Friday 27 November 2009

Stuff book in process





Have just put together the first draft of the stuff book. Lots to work on yet though. Format has lost something, I think, and is now a little too big. Think I may need to drop the obsessive Fibonacci based grid in order to give myself more flexibility. The different threads of texts running through the book are also perhaps too separate - there is no productive use of montage in terms of juxtaposing things to make people think or create some kind of 'charge' - at present they exist on separate spreads and use a change from portrait to landscape layout to show very obvious difference.

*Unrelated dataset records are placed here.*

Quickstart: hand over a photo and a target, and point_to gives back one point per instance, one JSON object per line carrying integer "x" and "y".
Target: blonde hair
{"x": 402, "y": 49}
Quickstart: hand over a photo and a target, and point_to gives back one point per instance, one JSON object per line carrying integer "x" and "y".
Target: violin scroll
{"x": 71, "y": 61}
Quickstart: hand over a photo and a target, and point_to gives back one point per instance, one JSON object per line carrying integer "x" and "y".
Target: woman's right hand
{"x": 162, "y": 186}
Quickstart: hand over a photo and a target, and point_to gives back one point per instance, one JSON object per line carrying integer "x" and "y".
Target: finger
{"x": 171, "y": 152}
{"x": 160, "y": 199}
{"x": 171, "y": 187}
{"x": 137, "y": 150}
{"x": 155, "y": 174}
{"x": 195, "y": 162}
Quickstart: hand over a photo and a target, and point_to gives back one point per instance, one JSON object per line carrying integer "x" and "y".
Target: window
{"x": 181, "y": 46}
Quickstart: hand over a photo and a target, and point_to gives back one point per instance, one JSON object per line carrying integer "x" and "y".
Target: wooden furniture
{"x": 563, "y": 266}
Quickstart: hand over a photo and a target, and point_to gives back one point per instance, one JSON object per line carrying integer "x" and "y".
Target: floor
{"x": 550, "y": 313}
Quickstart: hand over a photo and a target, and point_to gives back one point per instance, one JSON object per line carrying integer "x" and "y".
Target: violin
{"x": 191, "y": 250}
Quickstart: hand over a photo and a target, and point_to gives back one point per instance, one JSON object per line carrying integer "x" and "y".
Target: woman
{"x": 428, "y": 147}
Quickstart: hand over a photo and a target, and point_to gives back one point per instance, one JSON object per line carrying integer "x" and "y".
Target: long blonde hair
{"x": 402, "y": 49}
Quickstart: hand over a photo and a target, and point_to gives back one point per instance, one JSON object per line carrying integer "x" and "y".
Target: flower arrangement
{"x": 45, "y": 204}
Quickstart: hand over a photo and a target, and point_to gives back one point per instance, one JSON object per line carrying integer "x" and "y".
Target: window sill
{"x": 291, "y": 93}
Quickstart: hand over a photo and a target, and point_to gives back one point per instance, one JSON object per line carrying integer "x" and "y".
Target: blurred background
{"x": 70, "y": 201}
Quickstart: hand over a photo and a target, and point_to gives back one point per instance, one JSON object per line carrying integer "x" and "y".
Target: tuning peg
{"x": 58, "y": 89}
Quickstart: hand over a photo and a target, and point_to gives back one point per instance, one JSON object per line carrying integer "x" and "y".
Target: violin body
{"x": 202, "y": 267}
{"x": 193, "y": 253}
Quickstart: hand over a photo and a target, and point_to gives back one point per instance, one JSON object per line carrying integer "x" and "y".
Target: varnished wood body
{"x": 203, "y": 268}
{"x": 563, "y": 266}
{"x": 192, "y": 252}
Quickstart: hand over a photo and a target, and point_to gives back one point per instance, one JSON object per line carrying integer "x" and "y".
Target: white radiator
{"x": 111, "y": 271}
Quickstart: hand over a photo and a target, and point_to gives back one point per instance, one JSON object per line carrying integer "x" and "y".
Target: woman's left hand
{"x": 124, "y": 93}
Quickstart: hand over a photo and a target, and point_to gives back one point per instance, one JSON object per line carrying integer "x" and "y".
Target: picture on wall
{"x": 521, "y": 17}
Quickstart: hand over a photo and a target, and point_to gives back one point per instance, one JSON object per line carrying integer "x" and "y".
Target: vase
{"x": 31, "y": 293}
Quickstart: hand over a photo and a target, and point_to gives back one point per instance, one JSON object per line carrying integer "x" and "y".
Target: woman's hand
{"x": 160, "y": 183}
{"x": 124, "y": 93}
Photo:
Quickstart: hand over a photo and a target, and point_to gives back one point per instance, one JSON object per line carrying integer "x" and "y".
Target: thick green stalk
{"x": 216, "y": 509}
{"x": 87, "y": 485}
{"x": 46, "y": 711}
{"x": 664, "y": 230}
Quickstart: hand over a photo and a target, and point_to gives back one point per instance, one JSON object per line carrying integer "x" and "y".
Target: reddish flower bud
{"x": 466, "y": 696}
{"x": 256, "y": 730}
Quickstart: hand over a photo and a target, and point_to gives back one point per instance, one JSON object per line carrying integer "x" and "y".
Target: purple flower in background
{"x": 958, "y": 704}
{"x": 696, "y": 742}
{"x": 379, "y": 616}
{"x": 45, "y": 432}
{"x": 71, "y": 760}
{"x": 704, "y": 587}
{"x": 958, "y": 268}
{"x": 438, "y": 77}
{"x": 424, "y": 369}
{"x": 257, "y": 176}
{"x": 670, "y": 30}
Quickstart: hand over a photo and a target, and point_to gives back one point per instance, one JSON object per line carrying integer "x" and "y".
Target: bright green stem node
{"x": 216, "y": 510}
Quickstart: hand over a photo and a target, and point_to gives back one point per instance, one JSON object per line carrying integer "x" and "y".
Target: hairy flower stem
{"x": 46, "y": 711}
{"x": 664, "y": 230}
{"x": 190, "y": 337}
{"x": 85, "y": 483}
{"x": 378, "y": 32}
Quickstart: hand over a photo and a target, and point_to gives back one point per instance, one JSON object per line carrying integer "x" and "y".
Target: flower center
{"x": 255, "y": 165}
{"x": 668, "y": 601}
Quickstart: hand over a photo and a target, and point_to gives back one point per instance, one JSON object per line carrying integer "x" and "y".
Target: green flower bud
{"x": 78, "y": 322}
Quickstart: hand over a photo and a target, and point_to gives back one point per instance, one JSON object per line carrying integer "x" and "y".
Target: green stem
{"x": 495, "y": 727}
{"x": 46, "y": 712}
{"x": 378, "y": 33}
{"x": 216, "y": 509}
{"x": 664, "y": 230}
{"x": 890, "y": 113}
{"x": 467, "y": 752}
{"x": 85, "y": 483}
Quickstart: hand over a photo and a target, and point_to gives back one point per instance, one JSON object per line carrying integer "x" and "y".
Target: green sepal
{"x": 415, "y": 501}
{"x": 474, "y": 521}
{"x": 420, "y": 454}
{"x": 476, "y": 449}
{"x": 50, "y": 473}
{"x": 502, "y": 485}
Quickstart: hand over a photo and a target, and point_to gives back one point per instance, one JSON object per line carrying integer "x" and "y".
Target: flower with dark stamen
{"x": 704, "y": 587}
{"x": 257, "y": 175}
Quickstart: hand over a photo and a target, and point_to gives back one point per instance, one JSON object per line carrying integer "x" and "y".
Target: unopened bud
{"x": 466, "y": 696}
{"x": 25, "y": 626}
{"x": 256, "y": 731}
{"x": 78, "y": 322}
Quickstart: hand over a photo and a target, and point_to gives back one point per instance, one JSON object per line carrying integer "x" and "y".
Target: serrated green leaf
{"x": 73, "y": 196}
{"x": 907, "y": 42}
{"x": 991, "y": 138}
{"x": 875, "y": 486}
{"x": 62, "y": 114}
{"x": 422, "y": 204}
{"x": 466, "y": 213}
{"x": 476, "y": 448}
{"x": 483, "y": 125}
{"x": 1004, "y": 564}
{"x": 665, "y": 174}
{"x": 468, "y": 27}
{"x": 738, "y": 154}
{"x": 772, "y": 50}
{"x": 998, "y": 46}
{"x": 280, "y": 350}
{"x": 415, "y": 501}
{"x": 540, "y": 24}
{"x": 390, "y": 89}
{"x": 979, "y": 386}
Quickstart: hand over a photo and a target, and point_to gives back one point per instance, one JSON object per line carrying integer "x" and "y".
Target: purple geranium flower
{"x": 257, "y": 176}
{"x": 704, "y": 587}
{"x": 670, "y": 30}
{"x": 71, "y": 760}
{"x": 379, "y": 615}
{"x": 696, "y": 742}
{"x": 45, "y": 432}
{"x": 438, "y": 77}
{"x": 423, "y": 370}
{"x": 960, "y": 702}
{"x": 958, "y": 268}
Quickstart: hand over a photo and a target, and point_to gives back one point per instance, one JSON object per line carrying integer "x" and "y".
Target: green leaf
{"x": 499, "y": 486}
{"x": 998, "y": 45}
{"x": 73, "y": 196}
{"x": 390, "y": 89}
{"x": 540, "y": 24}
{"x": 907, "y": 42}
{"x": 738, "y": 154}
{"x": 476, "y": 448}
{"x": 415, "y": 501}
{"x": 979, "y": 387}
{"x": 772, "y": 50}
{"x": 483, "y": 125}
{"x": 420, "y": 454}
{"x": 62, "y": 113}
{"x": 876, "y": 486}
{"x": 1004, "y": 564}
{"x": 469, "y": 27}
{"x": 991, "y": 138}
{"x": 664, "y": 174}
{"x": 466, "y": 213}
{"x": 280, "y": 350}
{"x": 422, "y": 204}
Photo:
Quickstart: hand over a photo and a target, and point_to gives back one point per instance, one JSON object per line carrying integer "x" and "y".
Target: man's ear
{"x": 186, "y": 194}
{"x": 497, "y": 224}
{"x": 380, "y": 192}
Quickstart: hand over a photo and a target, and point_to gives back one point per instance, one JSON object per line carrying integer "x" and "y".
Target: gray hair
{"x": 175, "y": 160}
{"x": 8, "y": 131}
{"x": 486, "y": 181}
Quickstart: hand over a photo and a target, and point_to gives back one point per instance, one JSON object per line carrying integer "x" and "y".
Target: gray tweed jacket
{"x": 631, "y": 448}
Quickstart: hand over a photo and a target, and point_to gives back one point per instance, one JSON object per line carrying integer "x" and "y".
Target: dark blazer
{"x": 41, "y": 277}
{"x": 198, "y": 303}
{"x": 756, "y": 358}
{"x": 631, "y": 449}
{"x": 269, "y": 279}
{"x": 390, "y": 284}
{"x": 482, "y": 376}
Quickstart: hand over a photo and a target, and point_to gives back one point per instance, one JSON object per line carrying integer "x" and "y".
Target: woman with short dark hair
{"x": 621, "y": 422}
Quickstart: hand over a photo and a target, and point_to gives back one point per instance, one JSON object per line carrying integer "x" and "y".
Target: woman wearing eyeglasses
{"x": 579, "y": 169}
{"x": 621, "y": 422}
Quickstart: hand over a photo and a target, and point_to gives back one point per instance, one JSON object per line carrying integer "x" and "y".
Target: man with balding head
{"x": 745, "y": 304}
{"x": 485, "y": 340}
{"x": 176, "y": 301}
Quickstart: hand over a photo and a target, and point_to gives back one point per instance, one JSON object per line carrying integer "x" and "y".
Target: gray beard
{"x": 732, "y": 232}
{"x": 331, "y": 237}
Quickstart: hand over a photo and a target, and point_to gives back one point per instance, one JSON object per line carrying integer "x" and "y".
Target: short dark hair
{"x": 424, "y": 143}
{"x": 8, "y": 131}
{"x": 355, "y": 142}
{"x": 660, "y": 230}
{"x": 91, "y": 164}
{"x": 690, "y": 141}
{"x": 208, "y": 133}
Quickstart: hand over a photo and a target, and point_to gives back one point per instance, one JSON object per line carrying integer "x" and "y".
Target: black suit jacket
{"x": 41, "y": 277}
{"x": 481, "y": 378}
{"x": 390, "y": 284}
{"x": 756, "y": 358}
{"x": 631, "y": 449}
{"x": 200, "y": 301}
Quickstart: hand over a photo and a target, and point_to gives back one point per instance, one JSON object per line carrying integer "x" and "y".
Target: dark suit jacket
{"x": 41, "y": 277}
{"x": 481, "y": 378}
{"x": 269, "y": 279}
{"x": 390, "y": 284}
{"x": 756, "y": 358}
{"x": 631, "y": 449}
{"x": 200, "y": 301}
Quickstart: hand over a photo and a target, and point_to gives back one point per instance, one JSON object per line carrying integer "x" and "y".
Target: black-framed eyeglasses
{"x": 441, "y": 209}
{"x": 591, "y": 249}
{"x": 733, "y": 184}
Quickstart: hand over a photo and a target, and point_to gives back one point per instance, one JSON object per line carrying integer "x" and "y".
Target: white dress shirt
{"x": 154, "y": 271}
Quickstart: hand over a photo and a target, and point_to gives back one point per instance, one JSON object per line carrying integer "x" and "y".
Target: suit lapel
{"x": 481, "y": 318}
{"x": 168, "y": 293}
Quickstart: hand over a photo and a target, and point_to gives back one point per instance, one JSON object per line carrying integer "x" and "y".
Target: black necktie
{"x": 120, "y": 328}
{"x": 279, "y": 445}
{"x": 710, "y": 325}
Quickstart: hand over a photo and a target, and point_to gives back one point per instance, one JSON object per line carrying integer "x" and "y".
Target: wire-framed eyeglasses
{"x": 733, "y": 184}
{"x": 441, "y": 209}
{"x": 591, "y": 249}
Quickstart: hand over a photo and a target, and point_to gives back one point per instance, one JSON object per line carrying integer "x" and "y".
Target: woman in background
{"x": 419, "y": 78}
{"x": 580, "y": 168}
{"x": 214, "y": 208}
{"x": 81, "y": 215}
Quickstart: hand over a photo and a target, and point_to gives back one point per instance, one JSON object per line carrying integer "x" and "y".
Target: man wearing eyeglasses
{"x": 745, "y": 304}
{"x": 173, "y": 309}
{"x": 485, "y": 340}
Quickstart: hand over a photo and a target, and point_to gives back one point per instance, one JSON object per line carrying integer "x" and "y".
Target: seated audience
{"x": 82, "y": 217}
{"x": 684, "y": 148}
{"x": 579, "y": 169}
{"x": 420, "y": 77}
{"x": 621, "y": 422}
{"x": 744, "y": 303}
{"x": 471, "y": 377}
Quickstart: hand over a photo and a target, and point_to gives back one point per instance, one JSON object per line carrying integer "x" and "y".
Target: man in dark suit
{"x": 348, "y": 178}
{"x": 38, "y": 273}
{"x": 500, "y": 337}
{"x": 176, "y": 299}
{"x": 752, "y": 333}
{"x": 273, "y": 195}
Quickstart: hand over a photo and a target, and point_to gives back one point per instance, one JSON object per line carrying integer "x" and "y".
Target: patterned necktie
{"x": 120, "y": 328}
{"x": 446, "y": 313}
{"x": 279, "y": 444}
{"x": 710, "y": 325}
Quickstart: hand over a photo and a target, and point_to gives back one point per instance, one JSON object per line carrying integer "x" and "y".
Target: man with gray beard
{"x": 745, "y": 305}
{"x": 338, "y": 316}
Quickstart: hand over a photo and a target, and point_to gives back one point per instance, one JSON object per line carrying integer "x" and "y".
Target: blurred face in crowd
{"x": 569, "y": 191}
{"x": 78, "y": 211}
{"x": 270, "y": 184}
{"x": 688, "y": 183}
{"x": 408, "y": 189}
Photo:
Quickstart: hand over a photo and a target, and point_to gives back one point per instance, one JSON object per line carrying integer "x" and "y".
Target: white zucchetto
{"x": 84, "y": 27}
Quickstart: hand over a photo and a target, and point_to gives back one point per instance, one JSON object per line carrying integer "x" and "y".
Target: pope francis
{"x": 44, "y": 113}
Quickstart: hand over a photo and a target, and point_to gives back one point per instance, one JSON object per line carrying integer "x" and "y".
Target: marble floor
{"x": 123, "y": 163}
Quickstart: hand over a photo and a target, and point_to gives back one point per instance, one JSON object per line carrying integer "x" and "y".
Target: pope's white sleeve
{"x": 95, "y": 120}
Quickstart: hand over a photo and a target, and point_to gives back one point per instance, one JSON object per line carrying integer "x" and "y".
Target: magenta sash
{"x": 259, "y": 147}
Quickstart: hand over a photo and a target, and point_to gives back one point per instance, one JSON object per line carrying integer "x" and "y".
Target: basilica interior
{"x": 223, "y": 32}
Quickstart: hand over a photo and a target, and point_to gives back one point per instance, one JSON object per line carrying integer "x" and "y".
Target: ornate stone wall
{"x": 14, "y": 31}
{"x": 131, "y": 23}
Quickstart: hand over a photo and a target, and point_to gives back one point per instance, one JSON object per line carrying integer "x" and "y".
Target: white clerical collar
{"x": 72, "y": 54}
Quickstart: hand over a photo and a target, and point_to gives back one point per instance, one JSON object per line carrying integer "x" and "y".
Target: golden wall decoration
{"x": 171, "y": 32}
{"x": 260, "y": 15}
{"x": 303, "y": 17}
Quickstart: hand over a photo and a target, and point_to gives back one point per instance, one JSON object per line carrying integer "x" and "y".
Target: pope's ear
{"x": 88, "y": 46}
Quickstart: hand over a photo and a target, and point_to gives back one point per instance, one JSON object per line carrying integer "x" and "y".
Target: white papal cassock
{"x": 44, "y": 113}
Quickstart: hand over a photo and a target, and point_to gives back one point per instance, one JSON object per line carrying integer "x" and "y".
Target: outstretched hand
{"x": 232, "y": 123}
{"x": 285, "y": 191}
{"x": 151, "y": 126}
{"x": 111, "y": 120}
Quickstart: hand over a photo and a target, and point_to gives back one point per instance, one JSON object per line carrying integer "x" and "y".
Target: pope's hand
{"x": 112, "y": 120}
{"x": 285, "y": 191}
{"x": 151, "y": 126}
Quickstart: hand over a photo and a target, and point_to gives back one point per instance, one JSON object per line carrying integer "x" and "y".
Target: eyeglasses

In order to solve this I think I need to define the voices much more clearly in terms of the typography, before I even think about the layout, so they can interact within the spreads. Maybe I should look at Mermoz's original article On Typographic Reference for some inspiration...

1 comment:

Tony Pritchard said...

Hi Alison

I think the feel of the spreads are looking interesting – good use of space. The text flows well. There is structure but it doesn't constrain expression.

I remember designing a little booklet a while back and really struggling with it. I was trying to force a 'clever' idea onto the content and format. It wasn't working, but I wouldn't give up. I struggled for months not resolving it. Eventually I went back to a simpler idea and dropped my 'clever' idea. It all slotted into place after that. I think this idea of forcing something and struggling is true of other disciplines. I heard a guitarist recently comment that you don't play the guitar you let it play you. Martial artists will also talk about relaxing and not forcing things too much. I do relate to that aspect of the design process of letting the idea come through and not forcing it. The hundreds of layouts that fall by the way side are about peeling back those layers to 'discover the idea rather than inventing it'.